Friday 5 April 2013 • text and illustration by Charlie Allison for BtP

Procol Harum with the Sinfonie-Orchester Wuppertal und die Kantorei Barmen-Gemarke conducted by David Firman at the Stadthalle, Wuppertal, Germany.

I present this new verb,  'to Wuppertal',  to lexicographers everywhere – to experience joy, well-being, glimpsing nirvana perhaps.

We were certainly full of Wuppertal this morning after a great concert last night – see, you can use it as a noun as well! And I suppose we can find it as an adjective too – we’ve all have enjoyed a Wuppertal experience? You can see my command of the English language aspires to be above what is expected of a roughly-educated Scot! 

Wuppertal itself is rather a dour town by reputation – in the shadow of, and regarded somewhat disdainfully by its two more upmarket neighbours Dusseldorf and Cologne (whose cathedral floor, I must tell you, features flagstones sent from here in Angus (Scotland) some two hundred years ago). The Wupper valley has long been a heavy industrial hub, whose main claim to fame is as the locus for the first manufacture of Aspirin, a boon drug for mankind and its parent company Beyer. Here there’s another historical curio – a link with my home-town Dundee (Scotland), where physician Dr Thomas MacLaggan used salicin as an analgesic some twenty years earlier – but even that wasn’t really a first, as tree bark extracts were used in ancient Egypt and Greece as anti-inflammatory treatments. Aspirin has been often used as a hangover cure – how very appropriate in Wuppertal with its suspended railway, or Schwebebahn, with speeding local trains hanging-over the entire valley! Sadly there was no time for us to ride this weekend – with a full programme of Procol and Palers' events to enjoy.

Last night, in the glorious surroundings of Wuppertal’s magnificent Stadthalle, Procol Harum came to play with the local symphony orchestra and chorus and scaled new heights of musical possibilities. In all respects we were royally entertained and uplifted on a night when we’d not only heard great music but had the additional pleasure of seeing some spirited dancing – not for the first time with Procol (they had a sinuous lady dancer at the LSO Barbican concert in 1996). Here it played a central part in an out-of-the-ordinarily captivating event. 

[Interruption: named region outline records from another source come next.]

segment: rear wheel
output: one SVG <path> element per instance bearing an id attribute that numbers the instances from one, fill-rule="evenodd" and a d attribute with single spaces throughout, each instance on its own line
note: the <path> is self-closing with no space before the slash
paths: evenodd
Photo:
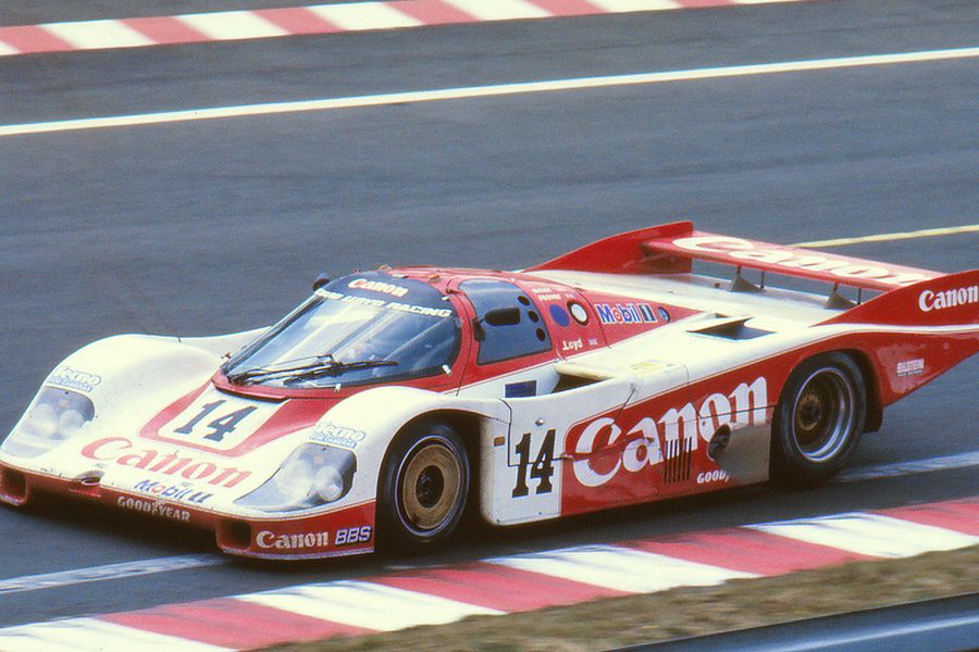
<path id="1" fill-rule="evenodd" d="M 459 435 L 420 422 L 392 444 L 379 487 L 379 543 L 398 552 L 445 541 L 466 511 L 469 457 Z"/>
<path id="2" fill-rule="evenodd" d="M 867 387 L 843 353 L 817 355 L 785 383 L 772 424 L 772 476 L 793 485 L 825 481 L 850 460 L 867 419 Z"/>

The Wuppertal Symphony was a new orchestra for Procol, not like the Danish veterans of previous campaigns, and appeared young and enthusiastic throughout. The local choir was augmented by Michael Ackermann, the native Procol guru from these parts – he was introduced and proudly took a spotlighted bow from the back row of the choir. He deserved all the acclaim for the part he played in “orchestrating” this event. The MC for the evening was Tony Cragg, who welcomed two hundred Palers from twenty-two countries, and revealed Gary was last here in 1966 for one of the final Paramount gigs, thus claiming the town played a pivotal role in the formation and subsequent worldwide success of Procol Harum the following year! This went down very well with the locals, who were loudly supportive all night – Gary remarked later what a fine, appreciative German audience they had been.

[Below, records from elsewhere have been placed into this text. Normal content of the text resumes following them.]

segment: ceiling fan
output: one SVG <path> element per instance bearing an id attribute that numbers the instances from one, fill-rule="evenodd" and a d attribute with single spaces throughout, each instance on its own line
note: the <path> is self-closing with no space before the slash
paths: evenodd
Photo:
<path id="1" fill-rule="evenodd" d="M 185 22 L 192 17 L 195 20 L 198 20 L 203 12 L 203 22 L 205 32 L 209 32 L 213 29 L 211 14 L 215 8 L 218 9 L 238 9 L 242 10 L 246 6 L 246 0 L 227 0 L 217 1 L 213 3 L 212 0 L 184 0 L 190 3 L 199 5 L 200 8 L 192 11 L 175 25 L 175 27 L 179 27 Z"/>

The band trooped on stage dressed for rock, except for Gary in his smart grey suit. The big band and the eighty singers were under the clear direction of David Firman and it was evident that the rehearsal days had forged a good bond of exuberant understanding between all the parties involved. And, as the band stood back relaxing to the heavenly lead-in to Homburg, it was clear that the large ensemble was to be delivered to us in a splendidly clear and powerful sound envelope, an impression endorsed when Gary’s piano and first vocals showed a soundscape with an exceptional power and clarity not always present in Copenhagen. Of course where one sits is important, but I felt the brass and lower register strings were captured more impressively here and the drums and guitars, so important to be ‘right’ and not over dominant, were just perfect in the mix. 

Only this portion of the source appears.